War-torn South Sudan is hoping to attract investors mainly in the oil sector and revive its battered economy after joining the African Trade Insurance Agency (ATI).
Joining ATI gives companies and investors willing to venture into the high-risk nation the ability to explore for opportunities, which in return may help resuscitate the country’s economy.
The Pan-African investment and commercial risk insurance provider covers risks ranging from breach of contract to non-payment and government expropriation.
Its products make cross-border investments attractive to lenders, traders and equity investors, and ultimately they help increase foreign direct investments into the continent.
“We look forward to partnering with South Sudan to help the country build a stable and strong economy,” said ATI chief executive George Otieno.
South Sudan becomes the 14th African country to become a member of ATI.
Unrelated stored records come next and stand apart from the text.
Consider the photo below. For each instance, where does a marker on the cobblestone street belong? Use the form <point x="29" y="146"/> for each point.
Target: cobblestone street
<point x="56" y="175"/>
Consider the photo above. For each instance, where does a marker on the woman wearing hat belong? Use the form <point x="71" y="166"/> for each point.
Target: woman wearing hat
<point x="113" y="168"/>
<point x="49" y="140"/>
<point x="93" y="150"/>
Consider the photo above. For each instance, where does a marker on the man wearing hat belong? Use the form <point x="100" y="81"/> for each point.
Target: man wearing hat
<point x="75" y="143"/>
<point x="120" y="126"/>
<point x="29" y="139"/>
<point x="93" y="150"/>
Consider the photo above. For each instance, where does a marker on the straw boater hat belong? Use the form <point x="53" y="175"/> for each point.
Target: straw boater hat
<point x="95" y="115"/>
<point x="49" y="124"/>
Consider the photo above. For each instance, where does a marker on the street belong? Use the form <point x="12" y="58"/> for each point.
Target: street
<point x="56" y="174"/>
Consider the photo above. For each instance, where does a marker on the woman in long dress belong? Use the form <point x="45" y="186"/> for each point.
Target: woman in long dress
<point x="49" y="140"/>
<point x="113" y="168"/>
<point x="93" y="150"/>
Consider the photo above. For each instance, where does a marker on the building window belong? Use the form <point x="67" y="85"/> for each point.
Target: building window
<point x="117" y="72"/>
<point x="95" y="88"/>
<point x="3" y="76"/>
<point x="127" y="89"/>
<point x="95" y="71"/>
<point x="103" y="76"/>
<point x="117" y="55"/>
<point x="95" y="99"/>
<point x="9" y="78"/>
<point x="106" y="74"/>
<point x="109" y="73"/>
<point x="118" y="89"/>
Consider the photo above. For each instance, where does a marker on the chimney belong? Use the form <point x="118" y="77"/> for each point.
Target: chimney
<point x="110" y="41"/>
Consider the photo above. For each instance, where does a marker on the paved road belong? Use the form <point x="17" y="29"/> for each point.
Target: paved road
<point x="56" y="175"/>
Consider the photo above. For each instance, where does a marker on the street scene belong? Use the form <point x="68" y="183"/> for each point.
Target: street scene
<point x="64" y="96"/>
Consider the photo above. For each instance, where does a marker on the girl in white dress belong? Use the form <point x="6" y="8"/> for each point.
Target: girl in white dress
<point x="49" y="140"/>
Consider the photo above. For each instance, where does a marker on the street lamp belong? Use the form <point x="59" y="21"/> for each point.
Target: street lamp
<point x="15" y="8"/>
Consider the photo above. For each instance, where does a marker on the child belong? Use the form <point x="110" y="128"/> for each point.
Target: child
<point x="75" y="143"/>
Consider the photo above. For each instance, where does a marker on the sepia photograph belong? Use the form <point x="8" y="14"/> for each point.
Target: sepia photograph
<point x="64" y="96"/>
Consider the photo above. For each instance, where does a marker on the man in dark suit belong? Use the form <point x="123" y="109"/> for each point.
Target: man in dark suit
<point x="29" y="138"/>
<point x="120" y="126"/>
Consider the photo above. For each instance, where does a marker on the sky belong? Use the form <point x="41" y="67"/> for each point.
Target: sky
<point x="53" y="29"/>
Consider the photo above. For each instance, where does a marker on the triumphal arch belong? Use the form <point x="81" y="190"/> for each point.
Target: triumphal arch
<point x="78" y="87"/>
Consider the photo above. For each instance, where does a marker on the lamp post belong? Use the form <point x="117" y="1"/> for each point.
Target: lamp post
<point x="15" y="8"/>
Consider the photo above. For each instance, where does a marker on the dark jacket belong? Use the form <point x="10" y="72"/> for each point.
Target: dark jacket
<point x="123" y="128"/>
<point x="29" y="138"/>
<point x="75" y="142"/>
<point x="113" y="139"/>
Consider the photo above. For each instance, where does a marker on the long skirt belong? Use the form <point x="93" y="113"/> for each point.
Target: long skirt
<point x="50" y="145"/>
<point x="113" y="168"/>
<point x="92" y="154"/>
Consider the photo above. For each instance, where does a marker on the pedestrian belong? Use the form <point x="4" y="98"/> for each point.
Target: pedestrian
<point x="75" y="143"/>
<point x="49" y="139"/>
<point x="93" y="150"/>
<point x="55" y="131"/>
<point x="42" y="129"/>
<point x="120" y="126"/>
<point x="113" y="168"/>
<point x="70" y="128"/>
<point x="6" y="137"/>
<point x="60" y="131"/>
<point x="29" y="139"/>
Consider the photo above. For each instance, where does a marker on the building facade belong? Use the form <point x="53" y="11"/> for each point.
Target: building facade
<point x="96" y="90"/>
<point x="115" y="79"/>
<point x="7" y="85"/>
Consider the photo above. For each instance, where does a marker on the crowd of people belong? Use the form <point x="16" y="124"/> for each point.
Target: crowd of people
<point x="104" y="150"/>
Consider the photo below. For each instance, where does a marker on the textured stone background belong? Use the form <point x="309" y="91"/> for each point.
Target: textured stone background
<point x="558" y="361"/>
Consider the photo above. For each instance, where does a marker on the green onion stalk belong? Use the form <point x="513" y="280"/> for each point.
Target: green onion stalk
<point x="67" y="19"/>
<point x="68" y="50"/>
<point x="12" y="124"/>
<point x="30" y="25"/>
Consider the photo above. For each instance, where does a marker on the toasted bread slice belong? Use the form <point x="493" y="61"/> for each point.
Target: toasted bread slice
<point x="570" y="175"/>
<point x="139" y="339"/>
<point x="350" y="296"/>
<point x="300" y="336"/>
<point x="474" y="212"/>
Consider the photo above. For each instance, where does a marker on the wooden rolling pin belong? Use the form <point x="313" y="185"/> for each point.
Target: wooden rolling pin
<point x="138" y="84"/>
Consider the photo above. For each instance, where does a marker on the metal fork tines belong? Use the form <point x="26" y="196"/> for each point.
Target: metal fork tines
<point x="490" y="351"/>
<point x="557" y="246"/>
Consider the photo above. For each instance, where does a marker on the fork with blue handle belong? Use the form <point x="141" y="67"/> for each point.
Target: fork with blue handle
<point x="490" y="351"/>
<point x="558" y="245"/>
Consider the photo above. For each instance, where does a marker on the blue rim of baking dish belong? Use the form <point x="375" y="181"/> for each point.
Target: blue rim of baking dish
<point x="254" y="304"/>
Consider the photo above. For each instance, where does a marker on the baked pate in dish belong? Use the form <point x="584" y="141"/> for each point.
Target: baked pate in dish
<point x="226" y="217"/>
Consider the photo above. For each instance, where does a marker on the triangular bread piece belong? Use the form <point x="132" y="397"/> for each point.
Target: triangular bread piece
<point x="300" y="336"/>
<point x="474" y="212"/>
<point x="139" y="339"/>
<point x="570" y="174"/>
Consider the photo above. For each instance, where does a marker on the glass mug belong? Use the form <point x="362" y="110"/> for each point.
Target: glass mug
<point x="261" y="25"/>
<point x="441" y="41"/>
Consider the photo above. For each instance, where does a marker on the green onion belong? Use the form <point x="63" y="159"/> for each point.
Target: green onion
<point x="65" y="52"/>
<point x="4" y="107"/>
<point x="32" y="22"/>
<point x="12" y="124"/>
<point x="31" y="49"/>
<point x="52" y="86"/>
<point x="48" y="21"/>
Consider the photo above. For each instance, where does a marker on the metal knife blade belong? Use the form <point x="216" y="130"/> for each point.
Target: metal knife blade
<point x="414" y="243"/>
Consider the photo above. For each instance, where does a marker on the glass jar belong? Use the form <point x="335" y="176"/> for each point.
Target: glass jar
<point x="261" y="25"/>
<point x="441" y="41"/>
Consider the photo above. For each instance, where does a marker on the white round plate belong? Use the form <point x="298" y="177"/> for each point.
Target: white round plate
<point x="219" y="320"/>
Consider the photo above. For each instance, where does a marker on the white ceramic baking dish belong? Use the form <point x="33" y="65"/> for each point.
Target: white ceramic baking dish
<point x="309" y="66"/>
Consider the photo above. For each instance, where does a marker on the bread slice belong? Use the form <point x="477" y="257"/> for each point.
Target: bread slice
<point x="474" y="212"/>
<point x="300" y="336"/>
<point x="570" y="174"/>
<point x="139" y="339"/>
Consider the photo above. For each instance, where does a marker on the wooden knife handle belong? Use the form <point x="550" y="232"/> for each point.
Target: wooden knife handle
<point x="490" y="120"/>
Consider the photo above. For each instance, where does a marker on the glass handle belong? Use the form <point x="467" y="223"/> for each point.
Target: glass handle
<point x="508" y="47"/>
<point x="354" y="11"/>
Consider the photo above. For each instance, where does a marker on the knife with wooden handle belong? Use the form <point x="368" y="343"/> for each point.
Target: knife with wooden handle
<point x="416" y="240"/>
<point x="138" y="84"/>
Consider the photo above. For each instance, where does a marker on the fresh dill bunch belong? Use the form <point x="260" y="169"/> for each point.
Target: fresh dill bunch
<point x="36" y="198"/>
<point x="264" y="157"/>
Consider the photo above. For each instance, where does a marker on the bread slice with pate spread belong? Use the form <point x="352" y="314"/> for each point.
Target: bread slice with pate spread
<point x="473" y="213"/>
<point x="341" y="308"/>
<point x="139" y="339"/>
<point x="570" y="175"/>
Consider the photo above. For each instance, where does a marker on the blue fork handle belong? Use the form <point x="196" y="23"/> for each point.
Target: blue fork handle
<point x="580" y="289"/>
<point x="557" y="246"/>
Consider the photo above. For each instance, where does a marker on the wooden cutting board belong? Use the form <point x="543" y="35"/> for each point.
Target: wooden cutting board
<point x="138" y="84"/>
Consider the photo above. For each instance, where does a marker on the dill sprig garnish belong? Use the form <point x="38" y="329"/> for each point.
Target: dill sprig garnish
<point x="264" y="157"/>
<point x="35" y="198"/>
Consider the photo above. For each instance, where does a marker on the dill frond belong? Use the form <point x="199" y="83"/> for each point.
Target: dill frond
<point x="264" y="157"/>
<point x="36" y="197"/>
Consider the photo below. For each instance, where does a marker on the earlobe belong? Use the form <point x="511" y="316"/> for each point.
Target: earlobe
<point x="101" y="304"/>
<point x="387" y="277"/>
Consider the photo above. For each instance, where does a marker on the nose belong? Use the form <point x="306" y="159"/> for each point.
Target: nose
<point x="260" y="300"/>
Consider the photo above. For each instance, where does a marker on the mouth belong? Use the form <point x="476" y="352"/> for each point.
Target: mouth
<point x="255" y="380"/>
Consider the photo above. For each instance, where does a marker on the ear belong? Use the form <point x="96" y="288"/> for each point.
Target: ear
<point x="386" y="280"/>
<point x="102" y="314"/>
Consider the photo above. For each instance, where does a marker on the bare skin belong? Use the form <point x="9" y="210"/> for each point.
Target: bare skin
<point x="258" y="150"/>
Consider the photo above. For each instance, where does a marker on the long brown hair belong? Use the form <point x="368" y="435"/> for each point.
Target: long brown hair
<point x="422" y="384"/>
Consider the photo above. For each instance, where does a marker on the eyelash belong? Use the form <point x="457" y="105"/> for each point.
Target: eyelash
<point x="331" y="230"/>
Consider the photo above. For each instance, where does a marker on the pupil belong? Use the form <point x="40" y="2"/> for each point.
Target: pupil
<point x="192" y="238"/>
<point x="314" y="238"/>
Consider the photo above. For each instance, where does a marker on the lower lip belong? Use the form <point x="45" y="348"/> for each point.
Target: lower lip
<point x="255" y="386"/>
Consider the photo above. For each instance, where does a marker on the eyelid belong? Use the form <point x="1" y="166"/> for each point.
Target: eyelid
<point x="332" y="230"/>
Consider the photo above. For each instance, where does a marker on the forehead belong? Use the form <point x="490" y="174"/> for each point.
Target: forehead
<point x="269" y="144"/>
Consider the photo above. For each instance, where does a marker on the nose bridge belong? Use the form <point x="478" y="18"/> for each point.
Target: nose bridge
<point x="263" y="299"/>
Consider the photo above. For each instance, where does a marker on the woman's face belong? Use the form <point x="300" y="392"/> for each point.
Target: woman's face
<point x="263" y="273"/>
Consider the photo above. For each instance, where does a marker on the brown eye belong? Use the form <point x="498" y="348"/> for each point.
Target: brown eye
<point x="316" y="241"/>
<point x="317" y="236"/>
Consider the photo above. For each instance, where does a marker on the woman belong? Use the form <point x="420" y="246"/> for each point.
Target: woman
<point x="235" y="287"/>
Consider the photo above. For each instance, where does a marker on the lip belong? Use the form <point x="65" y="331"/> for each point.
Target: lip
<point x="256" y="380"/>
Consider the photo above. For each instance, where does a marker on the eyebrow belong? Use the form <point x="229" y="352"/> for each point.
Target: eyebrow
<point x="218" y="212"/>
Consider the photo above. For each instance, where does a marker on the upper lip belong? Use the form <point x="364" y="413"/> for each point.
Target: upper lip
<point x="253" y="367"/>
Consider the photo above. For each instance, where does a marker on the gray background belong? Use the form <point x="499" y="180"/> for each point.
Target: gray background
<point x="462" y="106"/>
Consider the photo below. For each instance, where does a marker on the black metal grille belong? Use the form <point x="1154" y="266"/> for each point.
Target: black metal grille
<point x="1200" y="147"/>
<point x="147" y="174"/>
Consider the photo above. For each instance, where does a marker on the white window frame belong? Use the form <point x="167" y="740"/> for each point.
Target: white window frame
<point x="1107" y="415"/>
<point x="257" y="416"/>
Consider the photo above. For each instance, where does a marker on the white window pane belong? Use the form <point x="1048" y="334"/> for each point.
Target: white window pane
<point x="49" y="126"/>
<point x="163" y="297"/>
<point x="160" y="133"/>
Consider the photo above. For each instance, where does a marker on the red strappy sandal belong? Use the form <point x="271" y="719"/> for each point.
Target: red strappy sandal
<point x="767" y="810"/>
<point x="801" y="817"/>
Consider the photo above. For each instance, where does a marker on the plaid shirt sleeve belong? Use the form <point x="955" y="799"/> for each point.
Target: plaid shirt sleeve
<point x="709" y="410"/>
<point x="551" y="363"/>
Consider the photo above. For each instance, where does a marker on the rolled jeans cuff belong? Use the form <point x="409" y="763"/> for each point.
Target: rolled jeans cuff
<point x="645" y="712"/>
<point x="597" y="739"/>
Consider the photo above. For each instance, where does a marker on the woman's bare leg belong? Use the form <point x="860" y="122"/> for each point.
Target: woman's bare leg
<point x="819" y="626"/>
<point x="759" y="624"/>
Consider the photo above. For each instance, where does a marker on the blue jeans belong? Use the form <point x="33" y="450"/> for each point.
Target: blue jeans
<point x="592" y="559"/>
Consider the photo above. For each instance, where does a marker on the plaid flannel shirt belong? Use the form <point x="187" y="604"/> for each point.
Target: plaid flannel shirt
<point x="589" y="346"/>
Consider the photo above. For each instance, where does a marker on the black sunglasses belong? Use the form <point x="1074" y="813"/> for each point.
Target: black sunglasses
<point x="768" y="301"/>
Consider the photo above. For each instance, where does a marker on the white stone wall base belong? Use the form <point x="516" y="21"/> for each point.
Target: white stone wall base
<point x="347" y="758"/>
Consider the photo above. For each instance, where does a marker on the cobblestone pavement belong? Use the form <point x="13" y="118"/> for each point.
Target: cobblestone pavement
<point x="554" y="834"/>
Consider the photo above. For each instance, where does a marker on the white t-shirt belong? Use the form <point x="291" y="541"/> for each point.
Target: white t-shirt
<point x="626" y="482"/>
The African Development Bank provided the financial support of $7.8 million share capital that made it possible for the country to join the agency.
Last year ATI supported in excess of $2 billion in insured trade and investments across Africa.
The move comes barely a fortnight after warring factions signed a ceasefire to bring an end to three years of hostilities but which seems to be crumbling.
The political instability and prolonged fighting between government forces and rebels have crippled the economy that is entirely dependent on oil revenue.
South Sudan is feeling the pain of insecurity particularly in oilfield zones with investors giving the country a wide berth at a time when it desperately needs resources for exploration activities and building of refineries and pipelines to enable the country benefit fully from its vast crude potential.
The country estimates the current 3.5 billion barrels of recoverable crude reserves represents only 30 per cent of its oil potential, with 70 per cent remaining unexplored. South Sudan also has three trillion cubic metres of recoverable natural gas.
A report by the World Bank contends that over the past two years, South Sudan has displayed all the signs of macroeconomic collapse with output contracting and inflation and parallel exchange market premium spiralling.
“Six years after independence, South Sudan remains one of the world’s most conflict-affected and fragile countries, unable to emerge from cycles of violence,” states the South Sudan Economic Update 2017.
It adds that during the 2016/17 financial year, the country’s GDP is estimated to have contracted by about 11 per cent due to conflict, oil production disruptions and below-average agriculture production.
The conflict has ignited a humanitarian crisis with donors appealing for $1.7 billion to provide critical and life-saving assistance to six million people.